# Machine Learning

Machine learning is the science (and art) of programming computers so they can learn from data. 

For example:
- Ranking your web search result (Google)
- Recommendation system: Amazon
- AlphaGo
- Chatgpt or Large Language Model (Large Language Model)
- Spam filter
- Image classification
- Detecting credit card fraud
- ...

In general, we hope to use previous data to design(train) some algorithms(model), then use trained models to predict when we receive new data.

- Example 1: We can use emails (data) to construct a spam filter (algorithm, model), then we can use spam filter to predict that new emails (new data) is a spam or not.

- Example 2: We can use your current friends list (data) to construct a friend recommendation system (algorithm, model), then we can use this model to find people (new data) who you may know.

- ...

So, our goal is to finding a model that can be used on **unseen data**.


## Machine Learning pipeline:

1. Look at the Big Picture:
    
    - You should understand your task, e.g regression (predict housing price) or classification (handwritten numbers).
    - Select a performance measure
    - ...

2. Get the Data

    - Download the data from internet
    - ...

3. Discover your data and visualize your data

    - Pandas and Matplotlib
    - ...

4. Prepare your data for Machine Learning Algorithm

    - Algorithm only accepts numeric values
    - Data cleaning (fillna, dropna)
    - Text and categorical attributes to numerics
    - ...

5. Select and train your model


6. Fine-tune your model

    - Cross-validation
    - try different models and ensemble them
    - evaluate your model on test set

7. Launch, monitor, and maintain your model


## Supervised and Unsupervised learning

Supervised learning means that you can use both input $x$ and output $y$ to train a model. The output $y$ is also called *labels*.

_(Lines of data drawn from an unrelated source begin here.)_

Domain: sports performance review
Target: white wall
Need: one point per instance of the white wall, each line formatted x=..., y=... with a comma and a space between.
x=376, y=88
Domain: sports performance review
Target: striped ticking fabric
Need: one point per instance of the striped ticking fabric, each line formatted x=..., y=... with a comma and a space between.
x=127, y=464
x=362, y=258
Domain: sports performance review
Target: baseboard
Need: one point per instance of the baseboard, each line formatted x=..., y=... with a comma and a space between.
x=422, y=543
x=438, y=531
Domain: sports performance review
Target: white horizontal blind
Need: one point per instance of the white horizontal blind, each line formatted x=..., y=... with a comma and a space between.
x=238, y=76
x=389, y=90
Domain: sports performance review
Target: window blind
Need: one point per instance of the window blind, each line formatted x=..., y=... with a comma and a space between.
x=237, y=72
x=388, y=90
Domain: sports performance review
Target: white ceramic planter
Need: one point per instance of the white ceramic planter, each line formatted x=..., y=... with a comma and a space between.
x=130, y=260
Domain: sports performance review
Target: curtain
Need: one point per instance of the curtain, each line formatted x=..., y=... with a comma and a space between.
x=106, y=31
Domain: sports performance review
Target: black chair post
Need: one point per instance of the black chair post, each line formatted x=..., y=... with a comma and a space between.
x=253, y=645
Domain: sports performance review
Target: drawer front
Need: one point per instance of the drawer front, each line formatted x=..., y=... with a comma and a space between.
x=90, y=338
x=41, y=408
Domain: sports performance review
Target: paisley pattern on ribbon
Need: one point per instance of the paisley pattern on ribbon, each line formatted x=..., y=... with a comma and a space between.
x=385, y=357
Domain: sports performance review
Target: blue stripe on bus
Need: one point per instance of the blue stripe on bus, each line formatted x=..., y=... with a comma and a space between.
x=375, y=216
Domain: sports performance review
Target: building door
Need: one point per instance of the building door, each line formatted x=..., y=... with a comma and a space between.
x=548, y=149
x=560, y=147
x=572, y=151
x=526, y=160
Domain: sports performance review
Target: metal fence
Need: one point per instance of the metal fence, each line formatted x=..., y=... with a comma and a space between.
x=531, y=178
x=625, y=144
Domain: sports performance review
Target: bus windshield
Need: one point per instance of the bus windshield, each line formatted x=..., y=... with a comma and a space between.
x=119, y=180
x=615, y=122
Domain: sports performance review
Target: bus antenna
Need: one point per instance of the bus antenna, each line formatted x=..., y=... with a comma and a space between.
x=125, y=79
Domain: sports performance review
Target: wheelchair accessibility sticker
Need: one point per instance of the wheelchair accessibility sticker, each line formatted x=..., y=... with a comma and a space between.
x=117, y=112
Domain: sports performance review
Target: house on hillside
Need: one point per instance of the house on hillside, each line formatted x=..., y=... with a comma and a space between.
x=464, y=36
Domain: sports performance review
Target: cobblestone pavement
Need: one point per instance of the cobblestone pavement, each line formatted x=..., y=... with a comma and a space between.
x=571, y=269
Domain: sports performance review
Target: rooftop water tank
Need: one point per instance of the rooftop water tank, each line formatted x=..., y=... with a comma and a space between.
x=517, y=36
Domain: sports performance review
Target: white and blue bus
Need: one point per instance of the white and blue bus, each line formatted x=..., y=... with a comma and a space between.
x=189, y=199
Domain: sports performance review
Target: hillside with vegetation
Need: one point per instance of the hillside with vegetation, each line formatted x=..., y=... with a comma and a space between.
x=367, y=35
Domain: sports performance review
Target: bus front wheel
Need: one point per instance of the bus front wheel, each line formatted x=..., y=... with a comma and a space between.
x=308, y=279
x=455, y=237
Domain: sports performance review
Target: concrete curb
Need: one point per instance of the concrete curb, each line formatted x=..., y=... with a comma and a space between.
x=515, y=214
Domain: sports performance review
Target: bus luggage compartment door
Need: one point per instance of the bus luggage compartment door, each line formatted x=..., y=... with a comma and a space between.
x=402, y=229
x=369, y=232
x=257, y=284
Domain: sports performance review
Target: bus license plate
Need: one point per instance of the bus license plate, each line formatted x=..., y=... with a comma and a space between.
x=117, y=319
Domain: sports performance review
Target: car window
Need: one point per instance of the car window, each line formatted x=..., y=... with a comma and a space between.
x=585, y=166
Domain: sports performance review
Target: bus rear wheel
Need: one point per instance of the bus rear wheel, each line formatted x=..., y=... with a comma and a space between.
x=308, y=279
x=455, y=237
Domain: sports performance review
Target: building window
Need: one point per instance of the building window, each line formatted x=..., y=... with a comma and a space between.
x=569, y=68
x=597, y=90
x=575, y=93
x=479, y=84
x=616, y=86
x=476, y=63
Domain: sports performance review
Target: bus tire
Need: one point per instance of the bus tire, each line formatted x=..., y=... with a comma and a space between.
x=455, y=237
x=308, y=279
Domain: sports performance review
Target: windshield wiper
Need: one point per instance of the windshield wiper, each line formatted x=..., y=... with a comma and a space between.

If the labels are "continuous" real numbers (e.g. stock price, house price, insurance fee, height, weights, and etc ), then it is **regression problem**.

If the labels are discrete categories (e.g. dog vs cat, True vs False, handwritten digits numbers(0-9), 0 vs 1, or -1 vs 1, and etc), then it is **classification problem**.


We will also discuss unsupervised learning problem where labels $y$ is not available. Two typical unsupervised learning problems are **clustering** and **dimension reduction**.

## Regression

Let's start with regression problem. We generate a fake regression dataset and then train a linear regression model.

(20000, 100) (20000,)
MSE is 0.99713
MSE is 0.99713


#### Data generation

To generate regression dataset, we use command `sklearn.datasets.make_regression`:

    sklearn.datasets.make_regression(n_samples=100, n_features=100, *, n_informative=10, n_targets=1, bias=0.0, effective_rank=None, tail_strength=0.5, noise=0.0, shuffle=True, coef=False, random_state=None)
    
#### Train test split

Train test split is the most important step. Remember that our goal is to create a model such that it can be generalized to unseen data set. So, we need to use some data samples to train a model, and then use unseen samples to test the performance. In other words, when you test the model performance, you cannot use training samples. Moreover, it is easy to design some trivial models that performs well on training data set but fail to work on new data points. This phenomenon is called **overfitting**. 

#### Mean-square error

The mean-squared error between $y$ and $\hat{y}$ is defined as $$ \frac{1}{m} \sum_{i=1}^m (y_i - \hat{y}_i)^2 $$. Since it is a regression problem, mean squared error is a common metric to evaluate model performance. 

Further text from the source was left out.